Bu zulme karşı vicdanlarınızı,
serbest gezen tavuk yumurtası hikâyeleriyle
rahatlatma konformzizmine yenik düşmeyin!
Vegan olun!
Kaynak: Emine Bayraktar
Psikolog
Bu yazıya az bilinen bir kavram olan veganizmi tanımlayarak başlamak elzem: “Veganizm, hayvanların da duyarlı canlılar olduğundan hareketle, onlara uygulanan meta sömürüsünü reddederek, sömürüye maruz kalmadan yaşama haklarını savunan şiddetsiz bir özgürleştirme hareketidir.” Bu tanımı, Zülal Kalkandelen’in Vegan Devrimi ve Hayvan Özgürlüğü adlı kitabından alıntıladım. Bu tanımın içinde sadece hiçbir hayvansal gıda (et, süt ürünü, yumurta, vd.) ve ürün (deri, yün, ipek, vd.) tüketmemek değil; hayvanlar üzerinde denenmiş temizlik, kozmetik vb. ürünlerini kullanmamak, sirk, akvaryumlara gitmemek, faytona binmemek gibi pek çok pratik yer alıyor. Veganizm; ekolojik, etik, sağlık gibi pek çok ayağı olan bütüncül bir harekettir. Bu ayaklar üzerinden konuyu biraz açmaya çalışacağım.
Ekolojik açıdan şöyle bir gerçeklik var mesela: 1950’den bu yana dünyadaki toplam yağmur ormanlarının yarısı, hayvanların otlanması için yok edilmiştir. 1 kilogram tahıl eldesi için 200 litre, 1 kilogram et eldesi içinse 20.000 litre suya ihtiyaç duyulmaktadır. Burada doğal koşullarda değil; suni yollarla insan tüketimi için çoğaltılmış hayvanların kastedildiğine de dikkatinizi çekerim.

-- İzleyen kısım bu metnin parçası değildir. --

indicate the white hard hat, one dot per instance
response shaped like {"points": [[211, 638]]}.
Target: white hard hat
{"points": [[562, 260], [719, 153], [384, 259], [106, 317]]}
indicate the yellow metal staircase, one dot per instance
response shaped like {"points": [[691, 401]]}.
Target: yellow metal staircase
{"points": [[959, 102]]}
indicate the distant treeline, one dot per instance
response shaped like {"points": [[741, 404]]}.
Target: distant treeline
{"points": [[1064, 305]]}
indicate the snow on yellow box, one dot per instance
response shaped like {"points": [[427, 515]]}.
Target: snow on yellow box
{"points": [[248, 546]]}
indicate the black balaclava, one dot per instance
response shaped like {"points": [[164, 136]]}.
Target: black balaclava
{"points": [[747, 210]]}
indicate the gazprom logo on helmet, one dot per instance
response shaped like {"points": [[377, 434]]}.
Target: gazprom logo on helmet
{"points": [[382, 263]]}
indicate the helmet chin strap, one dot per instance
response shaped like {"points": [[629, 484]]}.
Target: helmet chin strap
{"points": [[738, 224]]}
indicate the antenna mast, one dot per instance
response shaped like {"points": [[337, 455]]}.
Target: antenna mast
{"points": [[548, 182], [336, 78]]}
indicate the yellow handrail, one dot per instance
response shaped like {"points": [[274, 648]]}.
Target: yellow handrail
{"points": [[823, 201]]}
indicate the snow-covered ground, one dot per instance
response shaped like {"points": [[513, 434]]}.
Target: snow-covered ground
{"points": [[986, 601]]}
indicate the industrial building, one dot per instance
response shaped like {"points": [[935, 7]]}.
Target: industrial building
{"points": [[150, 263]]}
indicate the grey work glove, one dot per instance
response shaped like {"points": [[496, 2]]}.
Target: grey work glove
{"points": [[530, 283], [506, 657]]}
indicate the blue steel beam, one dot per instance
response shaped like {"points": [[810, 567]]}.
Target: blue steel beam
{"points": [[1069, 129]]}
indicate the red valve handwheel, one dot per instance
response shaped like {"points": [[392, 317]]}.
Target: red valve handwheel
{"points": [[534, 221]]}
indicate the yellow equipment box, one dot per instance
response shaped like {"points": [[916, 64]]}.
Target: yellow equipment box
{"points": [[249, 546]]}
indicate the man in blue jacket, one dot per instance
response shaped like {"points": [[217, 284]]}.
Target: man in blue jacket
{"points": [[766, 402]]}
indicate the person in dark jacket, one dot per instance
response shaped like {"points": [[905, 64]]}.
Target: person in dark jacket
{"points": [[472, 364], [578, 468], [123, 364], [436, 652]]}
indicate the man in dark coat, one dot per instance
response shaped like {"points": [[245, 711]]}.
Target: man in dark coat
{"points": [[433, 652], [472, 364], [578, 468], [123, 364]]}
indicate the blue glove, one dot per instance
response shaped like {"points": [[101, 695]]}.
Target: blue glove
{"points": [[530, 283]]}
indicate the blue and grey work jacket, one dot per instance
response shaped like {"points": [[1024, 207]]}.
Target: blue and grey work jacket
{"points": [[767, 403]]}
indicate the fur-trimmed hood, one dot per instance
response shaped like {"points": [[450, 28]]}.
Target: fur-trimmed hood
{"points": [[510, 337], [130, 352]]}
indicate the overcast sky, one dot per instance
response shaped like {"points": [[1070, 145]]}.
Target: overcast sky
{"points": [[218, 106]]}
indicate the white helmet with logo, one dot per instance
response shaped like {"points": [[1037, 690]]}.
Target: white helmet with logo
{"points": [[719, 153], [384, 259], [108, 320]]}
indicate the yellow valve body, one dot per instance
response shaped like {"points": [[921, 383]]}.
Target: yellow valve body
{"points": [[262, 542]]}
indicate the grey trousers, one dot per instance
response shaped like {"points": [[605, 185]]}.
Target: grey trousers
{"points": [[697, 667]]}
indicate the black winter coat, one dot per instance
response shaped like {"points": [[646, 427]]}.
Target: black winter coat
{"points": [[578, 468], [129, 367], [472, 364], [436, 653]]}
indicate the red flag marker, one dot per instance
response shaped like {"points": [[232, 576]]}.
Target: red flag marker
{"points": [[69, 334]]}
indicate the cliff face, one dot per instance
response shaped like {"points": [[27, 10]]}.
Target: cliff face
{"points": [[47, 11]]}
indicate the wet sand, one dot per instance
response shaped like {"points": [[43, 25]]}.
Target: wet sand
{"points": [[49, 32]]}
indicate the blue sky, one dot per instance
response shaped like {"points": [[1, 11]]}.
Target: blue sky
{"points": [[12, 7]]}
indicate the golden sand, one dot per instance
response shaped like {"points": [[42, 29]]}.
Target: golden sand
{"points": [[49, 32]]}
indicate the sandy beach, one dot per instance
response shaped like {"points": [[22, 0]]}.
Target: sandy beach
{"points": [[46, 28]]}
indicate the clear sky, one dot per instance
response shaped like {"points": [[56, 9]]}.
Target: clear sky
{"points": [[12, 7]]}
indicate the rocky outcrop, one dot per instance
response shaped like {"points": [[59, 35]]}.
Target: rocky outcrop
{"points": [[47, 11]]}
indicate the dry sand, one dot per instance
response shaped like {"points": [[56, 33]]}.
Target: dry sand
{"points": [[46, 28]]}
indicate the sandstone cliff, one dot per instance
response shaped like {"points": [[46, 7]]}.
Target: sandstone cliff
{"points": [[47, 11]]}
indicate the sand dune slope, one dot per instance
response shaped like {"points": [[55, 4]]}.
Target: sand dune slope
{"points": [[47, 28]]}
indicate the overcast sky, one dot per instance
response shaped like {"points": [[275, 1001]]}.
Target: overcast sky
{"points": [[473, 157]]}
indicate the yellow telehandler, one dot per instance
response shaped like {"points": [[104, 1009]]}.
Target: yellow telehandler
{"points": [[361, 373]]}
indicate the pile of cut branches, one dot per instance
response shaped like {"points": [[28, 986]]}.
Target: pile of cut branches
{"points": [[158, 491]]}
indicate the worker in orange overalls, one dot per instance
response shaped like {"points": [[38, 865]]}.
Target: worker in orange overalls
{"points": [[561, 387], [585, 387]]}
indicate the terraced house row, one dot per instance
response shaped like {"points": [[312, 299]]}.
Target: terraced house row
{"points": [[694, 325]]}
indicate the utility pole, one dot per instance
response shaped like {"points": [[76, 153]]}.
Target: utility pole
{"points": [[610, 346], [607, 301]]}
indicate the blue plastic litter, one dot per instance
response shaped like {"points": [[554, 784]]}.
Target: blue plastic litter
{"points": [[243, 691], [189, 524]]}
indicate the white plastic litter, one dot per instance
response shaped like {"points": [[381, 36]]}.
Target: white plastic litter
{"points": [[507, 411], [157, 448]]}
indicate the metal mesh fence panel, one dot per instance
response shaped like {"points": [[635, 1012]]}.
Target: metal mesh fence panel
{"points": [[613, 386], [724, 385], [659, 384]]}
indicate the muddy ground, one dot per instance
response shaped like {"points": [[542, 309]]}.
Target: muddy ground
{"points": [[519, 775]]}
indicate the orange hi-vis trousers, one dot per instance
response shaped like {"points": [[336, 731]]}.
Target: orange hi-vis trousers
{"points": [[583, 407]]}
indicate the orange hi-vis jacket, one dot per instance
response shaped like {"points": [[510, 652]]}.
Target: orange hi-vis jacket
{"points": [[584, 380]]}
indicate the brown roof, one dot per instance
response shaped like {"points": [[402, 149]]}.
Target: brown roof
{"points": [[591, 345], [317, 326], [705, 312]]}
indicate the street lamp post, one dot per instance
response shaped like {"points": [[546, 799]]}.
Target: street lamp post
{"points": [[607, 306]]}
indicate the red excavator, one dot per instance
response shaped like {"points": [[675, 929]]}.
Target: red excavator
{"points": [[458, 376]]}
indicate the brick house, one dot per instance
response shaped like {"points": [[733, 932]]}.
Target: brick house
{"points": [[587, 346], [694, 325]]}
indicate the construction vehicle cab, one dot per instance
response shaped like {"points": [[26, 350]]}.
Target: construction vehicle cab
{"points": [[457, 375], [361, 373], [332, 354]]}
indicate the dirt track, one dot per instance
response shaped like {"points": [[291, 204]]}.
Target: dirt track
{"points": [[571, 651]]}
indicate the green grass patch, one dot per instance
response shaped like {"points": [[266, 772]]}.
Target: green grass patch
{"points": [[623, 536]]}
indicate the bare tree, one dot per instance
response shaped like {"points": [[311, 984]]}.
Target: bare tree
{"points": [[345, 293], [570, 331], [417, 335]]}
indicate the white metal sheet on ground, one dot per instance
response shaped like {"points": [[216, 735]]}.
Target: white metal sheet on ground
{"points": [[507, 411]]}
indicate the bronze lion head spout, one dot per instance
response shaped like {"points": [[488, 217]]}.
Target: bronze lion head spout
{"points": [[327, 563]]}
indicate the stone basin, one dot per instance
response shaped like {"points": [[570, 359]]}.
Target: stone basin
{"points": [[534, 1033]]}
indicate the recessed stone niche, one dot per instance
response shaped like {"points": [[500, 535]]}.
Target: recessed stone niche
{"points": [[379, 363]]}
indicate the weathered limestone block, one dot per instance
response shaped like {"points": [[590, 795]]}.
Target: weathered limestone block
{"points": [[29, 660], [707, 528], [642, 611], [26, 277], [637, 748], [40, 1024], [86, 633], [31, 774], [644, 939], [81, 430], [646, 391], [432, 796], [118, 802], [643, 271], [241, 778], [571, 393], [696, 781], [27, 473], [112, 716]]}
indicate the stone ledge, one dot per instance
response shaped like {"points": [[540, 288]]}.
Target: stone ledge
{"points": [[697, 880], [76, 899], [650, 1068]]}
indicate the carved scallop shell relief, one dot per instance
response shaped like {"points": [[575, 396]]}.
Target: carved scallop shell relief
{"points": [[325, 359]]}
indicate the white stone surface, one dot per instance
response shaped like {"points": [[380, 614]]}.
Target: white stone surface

Sağlık açısındansa isterseniz süt tüketimine bir bakalım. Süt, dişi memelilerin yavrularını dünyaya getirdikten sonra onları besleyebilmek için vücutlarının ürettiği bir besindir. Memeli bir yavru kendi türünden süt temin edemediğinde, kendisine yakın başka bir türün sütünü de tüketebilir. İnsan türü ise bebeklik döneminde başladığı insan sütü tüketimine, hayatının kalan kısmında başta inek ve koyun olmak üzere, diğer türlerin sütleriyle devam ediyor. Süt, sadece bebeklik dönemine has bir besin ihtiyacıdır ve bu, tüm memeliler için geçerlidir. Bebeklik döneminden sonraki süt tüketiminin, hele hele bu süt başka bir türe aitse, memeli organizması için zararlı olduğunu kanıtlayan araştırmalar mevcuttur. Örneğin; dünyada kemik hastalıkları oranının en yüksek olduğu ülkeler, süt tüketim oranının en yüksek olduğu İskandinav ülkeleridir. Bunun dışında süt ve ürünlerinin kemiklerin sağlığı için gerekliliğini vurgulayan araştırmalar da var. Bir doğrunun, bilimsel yöntemlerle elde edilmesinin önemi hiç kuşkusuz bilimin nesnelliğinden kaynaklanır. Ancak bilimi icra edenler de belli toplumsal değer ve öğretileri benimsemiş insanlardır ve bu insanların, çalışmalarını yaparken bunlardan tam anlamıyla sıyrılmış olmaları pek de mümkün değildir. Bu nedenle bilimsel çalışmalara da eleştirel bakabilmek gerekir. Vakti zamanında kolanın, özellikle çocukların bedensel gelişimi için çok faydalı bir içecek olduğunu söyleyen de bilim insanlarıydı!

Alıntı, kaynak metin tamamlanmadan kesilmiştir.